We knew him somewhat – we couldn’t honestly say he was a close friend, but he was a fixture, more like family, if oddball family. He came to the Tower West breakfasts every Saturday and held down a chair (on one occasion breaking one, as he was a large man). He was funny, and silly, and occasionally lewd, in a History Boys sort of way, petting any man around like he’d pet his many cats, gently but urgently, whether there was any chance of interest or not. He petted Mr. Bear from time to time, and the Bear didn’t seem to mind it.


He was retired from the post office, and had lost his mother some years before. He lived with her most of his life, and though we never met her, we sensed that she had provided a lot of order and structure for him, which went away with her demise. During the period we knew him, his main attention was for sports and to take cruises, generally with gay themes, and he went on them many times a year, bringing back momentos of the trips in the form of Peter Max paintings and oversized blingy jewelry that he’d buy on the islands or on board the ships. He also brought back funny posed portraits of himself, occasionally with a “friend” – serious but crazy and bizarre at the same time. He was entirely unselfconscious about all of this, which we found endearing and made it forgivable.

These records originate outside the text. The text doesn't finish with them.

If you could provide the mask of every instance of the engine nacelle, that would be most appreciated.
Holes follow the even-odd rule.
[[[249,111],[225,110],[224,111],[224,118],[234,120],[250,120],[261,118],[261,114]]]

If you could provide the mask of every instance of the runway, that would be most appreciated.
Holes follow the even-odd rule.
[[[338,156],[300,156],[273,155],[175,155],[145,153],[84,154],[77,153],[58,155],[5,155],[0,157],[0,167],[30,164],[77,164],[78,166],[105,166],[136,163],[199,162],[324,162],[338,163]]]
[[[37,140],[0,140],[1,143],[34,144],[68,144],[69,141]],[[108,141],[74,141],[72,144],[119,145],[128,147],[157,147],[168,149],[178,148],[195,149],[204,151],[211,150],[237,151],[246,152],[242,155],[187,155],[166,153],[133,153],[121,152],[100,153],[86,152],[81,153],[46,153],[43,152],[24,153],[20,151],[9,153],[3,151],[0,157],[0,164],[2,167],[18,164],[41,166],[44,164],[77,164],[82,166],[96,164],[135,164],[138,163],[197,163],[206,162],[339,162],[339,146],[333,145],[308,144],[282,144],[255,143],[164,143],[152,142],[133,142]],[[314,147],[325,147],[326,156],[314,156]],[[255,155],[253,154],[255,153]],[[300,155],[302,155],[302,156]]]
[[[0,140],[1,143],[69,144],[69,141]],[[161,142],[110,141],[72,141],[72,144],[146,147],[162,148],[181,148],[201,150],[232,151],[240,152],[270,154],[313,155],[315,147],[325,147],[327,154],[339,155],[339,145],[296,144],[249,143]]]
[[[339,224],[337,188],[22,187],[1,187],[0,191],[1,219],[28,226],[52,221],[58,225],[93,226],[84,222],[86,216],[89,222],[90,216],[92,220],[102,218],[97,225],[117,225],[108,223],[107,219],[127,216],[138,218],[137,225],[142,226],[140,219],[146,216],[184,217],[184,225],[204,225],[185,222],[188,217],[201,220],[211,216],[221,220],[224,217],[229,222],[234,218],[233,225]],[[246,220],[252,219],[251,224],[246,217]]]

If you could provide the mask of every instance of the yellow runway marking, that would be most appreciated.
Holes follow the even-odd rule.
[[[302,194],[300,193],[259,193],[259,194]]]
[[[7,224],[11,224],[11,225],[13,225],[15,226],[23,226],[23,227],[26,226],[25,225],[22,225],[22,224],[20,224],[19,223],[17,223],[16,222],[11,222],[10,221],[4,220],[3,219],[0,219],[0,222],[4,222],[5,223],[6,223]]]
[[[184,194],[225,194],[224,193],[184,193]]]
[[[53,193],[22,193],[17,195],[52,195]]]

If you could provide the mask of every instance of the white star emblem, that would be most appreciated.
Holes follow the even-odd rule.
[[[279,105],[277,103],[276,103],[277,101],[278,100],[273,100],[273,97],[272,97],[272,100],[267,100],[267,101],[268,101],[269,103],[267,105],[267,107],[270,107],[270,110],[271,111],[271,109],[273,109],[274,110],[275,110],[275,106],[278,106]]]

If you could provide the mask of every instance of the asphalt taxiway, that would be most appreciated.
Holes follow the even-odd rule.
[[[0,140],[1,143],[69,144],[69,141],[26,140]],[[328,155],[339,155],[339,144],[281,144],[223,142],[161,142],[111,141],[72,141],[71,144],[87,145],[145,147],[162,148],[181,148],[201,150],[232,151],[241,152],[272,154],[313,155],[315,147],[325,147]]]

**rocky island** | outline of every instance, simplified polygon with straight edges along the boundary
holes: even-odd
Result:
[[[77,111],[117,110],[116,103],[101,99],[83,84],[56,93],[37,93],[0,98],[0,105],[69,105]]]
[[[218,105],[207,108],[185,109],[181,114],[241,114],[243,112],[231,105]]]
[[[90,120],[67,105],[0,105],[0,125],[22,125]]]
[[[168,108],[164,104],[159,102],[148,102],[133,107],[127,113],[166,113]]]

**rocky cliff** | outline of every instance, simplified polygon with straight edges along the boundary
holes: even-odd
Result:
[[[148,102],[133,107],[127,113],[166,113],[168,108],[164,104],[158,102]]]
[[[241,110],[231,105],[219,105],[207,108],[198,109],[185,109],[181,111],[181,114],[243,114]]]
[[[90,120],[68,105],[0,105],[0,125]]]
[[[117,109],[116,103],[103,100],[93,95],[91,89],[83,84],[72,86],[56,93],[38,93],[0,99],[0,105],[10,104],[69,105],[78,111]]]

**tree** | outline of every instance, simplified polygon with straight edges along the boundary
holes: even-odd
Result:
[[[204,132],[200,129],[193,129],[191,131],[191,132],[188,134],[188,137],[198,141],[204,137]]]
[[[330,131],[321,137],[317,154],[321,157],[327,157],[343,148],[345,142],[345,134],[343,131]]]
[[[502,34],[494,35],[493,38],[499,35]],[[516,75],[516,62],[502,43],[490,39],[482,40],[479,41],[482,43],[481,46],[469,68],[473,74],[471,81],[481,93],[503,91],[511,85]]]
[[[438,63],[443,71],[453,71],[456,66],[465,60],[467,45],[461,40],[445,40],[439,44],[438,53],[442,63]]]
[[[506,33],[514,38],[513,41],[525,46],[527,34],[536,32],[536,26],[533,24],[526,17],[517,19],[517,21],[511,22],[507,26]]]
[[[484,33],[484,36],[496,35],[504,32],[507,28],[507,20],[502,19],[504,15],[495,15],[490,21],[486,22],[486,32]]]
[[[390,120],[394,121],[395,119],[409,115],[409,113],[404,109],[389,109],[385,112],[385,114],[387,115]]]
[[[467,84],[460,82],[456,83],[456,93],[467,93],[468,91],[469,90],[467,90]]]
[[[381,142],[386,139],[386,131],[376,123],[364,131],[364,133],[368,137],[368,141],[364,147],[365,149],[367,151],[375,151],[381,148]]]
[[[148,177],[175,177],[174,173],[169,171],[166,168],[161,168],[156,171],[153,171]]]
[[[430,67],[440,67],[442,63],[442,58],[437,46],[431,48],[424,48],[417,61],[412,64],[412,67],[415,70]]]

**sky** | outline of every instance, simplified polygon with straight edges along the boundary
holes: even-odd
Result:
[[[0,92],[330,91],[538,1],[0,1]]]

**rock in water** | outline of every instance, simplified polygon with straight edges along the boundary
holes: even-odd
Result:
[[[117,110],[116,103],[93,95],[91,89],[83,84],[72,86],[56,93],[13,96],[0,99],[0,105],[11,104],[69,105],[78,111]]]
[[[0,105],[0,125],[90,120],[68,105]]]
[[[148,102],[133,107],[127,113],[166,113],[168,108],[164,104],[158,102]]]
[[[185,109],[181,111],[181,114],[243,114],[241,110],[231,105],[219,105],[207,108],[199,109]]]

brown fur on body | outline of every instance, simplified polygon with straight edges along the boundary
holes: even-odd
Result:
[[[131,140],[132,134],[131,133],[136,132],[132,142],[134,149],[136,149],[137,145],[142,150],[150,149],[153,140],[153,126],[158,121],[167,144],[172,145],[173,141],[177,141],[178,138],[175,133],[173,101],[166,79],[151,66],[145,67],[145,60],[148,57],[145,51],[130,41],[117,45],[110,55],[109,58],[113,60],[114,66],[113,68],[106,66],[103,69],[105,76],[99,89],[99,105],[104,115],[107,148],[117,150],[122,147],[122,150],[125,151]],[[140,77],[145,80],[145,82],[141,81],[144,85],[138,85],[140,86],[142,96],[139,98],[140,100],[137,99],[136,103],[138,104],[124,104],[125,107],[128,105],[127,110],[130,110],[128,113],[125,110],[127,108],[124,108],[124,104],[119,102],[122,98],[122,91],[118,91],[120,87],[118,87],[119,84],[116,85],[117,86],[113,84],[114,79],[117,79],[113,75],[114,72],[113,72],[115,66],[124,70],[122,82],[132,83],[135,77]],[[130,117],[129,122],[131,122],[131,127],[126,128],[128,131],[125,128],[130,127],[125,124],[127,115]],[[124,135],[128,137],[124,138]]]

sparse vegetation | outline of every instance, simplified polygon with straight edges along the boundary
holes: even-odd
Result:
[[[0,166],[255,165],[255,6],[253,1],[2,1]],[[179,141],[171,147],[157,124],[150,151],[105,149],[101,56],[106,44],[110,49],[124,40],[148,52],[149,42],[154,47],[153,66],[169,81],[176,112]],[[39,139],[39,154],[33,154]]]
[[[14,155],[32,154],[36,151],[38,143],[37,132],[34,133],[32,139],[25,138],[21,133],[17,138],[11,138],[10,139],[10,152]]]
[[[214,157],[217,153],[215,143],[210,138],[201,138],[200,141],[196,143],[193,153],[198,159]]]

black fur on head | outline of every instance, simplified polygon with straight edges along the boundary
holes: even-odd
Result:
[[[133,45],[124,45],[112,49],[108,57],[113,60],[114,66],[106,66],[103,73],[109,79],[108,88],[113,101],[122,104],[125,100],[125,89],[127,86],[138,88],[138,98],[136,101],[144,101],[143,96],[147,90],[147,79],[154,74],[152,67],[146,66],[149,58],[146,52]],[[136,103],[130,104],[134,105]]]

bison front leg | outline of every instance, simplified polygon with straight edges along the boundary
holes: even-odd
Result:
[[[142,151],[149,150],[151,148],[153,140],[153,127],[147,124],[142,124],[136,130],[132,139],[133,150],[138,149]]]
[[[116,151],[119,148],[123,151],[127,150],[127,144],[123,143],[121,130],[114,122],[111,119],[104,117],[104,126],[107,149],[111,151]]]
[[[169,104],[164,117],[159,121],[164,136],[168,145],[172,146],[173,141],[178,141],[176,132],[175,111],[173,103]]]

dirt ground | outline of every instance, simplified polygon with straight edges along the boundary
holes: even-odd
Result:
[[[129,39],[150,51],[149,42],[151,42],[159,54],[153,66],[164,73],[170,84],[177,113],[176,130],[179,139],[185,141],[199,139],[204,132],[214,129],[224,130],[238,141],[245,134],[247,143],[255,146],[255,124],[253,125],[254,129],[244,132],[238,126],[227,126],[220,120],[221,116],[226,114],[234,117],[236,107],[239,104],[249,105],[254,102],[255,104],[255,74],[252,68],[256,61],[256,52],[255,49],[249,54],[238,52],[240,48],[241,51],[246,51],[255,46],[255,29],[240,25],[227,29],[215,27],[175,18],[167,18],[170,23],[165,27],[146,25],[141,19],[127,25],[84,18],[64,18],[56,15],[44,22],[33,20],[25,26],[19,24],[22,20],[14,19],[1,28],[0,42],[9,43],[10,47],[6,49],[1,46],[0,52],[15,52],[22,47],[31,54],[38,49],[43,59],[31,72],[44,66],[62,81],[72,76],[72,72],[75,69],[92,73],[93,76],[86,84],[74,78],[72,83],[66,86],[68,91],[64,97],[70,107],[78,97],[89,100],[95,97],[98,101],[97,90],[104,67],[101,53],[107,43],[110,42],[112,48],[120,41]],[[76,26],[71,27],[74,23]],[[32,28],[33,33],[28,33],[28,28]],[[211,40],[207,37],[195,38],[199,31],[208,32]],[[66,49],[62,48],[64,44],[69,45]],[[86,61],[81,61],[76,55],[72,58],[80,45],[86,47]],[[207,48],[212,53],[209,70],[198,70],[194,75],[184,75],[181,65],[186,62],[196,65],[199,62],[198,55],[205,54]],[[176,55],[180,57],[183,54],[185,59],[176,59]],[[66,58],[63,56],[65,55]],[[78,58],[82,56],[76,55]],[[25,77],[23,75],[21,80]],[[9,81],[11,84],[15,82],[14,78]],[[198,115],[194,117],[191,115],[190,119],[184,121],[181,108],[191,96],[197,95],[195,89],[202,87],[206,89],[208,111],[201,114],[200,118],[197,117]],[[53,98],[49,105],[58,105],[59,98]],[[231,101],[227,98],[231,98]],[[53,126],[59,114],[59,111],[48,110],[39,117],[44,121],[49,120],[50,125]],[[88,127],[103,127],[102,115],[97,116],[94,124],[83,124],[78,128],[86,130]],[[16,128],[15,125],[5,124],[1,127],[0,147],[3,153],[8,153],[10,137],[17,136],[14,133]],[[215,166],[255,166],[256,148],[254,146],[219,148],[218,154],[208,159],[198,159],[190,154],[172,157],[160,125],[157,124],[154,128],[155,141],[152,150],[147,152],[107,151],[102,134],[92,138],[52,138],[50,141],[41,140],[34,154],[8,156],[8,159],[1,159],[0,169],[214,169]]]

He might be dismissed as an odd eccentric, but there was the voice. He was a trained opera singer – amateur perhaps, but a powerful and beautiful voice that he would deploy with or without coaxing, bursting into bits from Carmen, or a Christmas song, or any other tune that passed through his head. His huge voice would boom through the lobby at Saturday breakfast from time to time. It was a remarkable talent.

Lenny loved a party, though he often would sit on a chair on the side and snooze. Many times he provided funds for Tower West parties, and I don’t think many people knew of his generosity. He liked to be there with everyone, and never missed a chance to come down and be with us all.

As the end became near, he made it pretty clear that he did not have a burning desire to live longer – none of the Kubler-Ross stages at all. He was matter-of-fact about the state of things, even in the hospital when we visited him last week he was as interested in the tabloids as he was in his own health. We suspected the doctors had not told him how near to the end he was, though he had symptoms that we knew were indicative of a close end. His eyes were so tired, and his body so bloated, it was heartbreaking. But he didn’t complain about these things. I’m glad we made the effort to see him while he was still alive.

He asked me to make him a pink sparkly necklace recently, and I had every intention of doing it. But I don’t normally make pink things, and didn’t have any stock to make one up immediately. I planned to buy some pink beads and make him a pretty one. But alas, now I will not be able to do that. Instead, I’ve put a pink border on the little cards we made him for the funeral tomorrow.

We’ve discussed since his death his curious absence of will to fight for his life. Mr. Bear, who is much more perceptive about these things than I, feels that he had grown bored of life and terminally lonely, and so to die was viable option in his mind. Lenny grew up in a time when a gay man had to struggle – to “come out” – to find a world that was safe and non-critical, and to live in a gay world where physical beauty mattered so much. Lenny was not beautiful on the outside, but he was on the inside. He was truly a rainbow crusader, proud to be what he was but apparently ambivalent about where that brought him. True to who he was in life, he will be buried in a New Jersey Devils jersey and a New York Mets baseball cap. We will miss him, in all his complexity.